On a certain Sabbath Jesus went into the synagogue and taught, and there was a man there whose right hand was withered. The scribes and the Pharisees watched him closely to see if he would cure on the Sabbath so that they might discover a reason to accuse him. But he realized their intentions and said to the man with the withered hand, “Come up and stand before us.” And he rose and stood there. Then Jesus said to them, “I ask you, is it lawful to do good on the Sabbath rather than to do evil, to save life rather than to destroy it?” Looking around at them all, he then said to him, “Stretch out your hand.” He did so, and his hand was restored. But they became enraged and discussed together what they might do to Jesus. (Luke 6:6-11)
The scribes and Pharisees wanted to catch Jesus in the act of breaking the Sabbath ritual so they might accuse him of breaking God’s law. But Jesus shows the Pharisees that by wrapping themselves up in the letter of the law they were blinded as to why the law was written.
He wanted them to see the person.

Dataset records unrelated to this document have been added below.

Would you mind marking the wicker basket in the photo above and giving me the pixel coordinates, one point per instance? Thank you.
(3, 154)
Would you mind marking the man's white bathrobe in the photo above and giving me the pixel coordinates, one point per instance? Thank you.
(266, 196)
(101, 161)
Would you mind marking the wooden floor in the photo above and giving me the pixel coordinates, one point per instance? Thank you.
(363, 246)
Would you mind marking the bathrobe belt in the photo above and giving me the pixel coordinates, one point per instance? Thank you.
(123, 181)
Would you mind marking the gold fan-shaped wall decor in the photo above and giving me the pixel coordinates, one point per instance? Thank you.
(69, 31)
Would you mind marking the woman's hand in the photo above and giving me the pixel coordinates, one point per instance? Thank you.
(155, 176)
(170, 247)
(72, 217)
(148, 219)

He was saying, “Look, while you come up with your three steps to deciding whether you can heal on the Sabbath or not, here is a real, live human being who is hurting and in need of your help, and all you can do is sit there and debate about him like he was a log blocking the road. He’s a person!” He cares about the pregnant teenager. He cares about the prisoner. He cares about the homeless. He cares about the drug addict. He cares about the person.
He cares about you and me, our hurts, our worries, our struggles. And He wants to see each and every one of us healed and delivered from whatever has us in bondage. Whether it is a struggle with pride, with pornography, or materialism and greed, or tirades of anger, or lying, or stealing, or overeating.

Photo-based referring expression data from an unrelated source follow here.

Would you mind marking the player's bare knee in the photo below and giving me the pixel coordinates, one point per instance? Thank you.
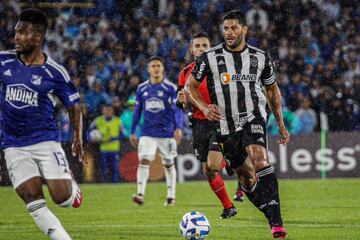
(60, 198)
(169, 166)
(214, 167)
(144, 162)
(248, 180)
(29, 195)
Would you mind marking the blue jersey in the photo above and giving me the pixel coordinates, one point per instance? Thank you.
(28, 97)
(157, 103)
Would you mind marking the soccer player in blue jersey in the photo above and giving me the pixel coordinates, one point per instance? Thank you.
(162, 128)
(30, 81)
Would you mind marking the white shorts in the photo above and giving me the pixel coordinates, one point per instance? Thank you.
(167, 147)
(45, 159)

When someone else struggles with their marriage, or their job, or their kids, we tend to sit back and say, “Well, if they had just done this or that, they would not have had the issue.” Oh, how we love the blinders of being judgmental.
You know what? Those are the questions and comments of Pharisees. They had all the answers, but none of the love. And sometimes we get caught in that trap. We measure our Christianity by how many times we go to Church, or how many Church projects we accomplish, or how well we can quote scripture. Nothing wrong with any of those but they are not what Jesus meant by doing good.

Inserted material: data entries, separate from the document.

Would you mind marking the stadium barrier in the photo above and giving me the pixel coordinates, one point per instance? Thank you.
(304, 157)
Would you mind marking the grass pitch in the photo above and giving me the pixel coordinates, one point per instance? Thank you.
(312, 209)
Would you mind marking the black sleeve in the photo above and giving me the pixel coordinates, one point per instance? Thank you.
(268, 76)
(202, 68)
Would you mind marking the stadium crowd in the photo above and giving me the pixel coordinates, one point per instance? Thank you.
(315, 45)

We are not doing good when we think we are doing good. When we start focusing on the law, we miss the people that the law was supposed to help. Jesus says later that the entire law can be summarized with one word: love. Love God, and love others. If we do that, we are fulfilling the entire law. Look at people through the loving eyes of Christ.
We don’t progress through life on a gentle slope that will end with us somehow adding Jesus to our lives. The gentle slope we begin life on is most often tilted in the other direction –we show that our hostility is growing with each and every wrong thought we entertain and each and every wrong deed we perform.
Are we like Jesus who always seek to do good even to those who persecuted Him? That is the challenge that confronts us, we who profess to follow the greatest man who ever walked this earth.
Prayer of The Day
Lord, you can see my heart, as you read the hearts of the Pharisees. I also have a tendency to be critical and not always constructive. Make my heart be more like yours, desiring good, being generous despite the criticisms that might come my way.
(In preparing this commentary, I came across the following reflection, written by Amy Carmichael and titled “Calvary Love.”)
“IF I belittle those who I am called to serve, talk of their weak points in contrast perhaps with what I think of as my strong points; if I adopt a superior attitude, forgetting [that God made us different and He has given me all that I have], then I know nothing of Calvary love.
IF I take offense easily, if I am content to continue in cool unfriendliness, though friendship be possible, then I know nothing of Calvary love.
IF I feel bitterly towards those who condemn me, as it seems to me, unjustly, forgetting that if they knew me as I know myself, they would condemn me much more, then I know nothing of Calvary love.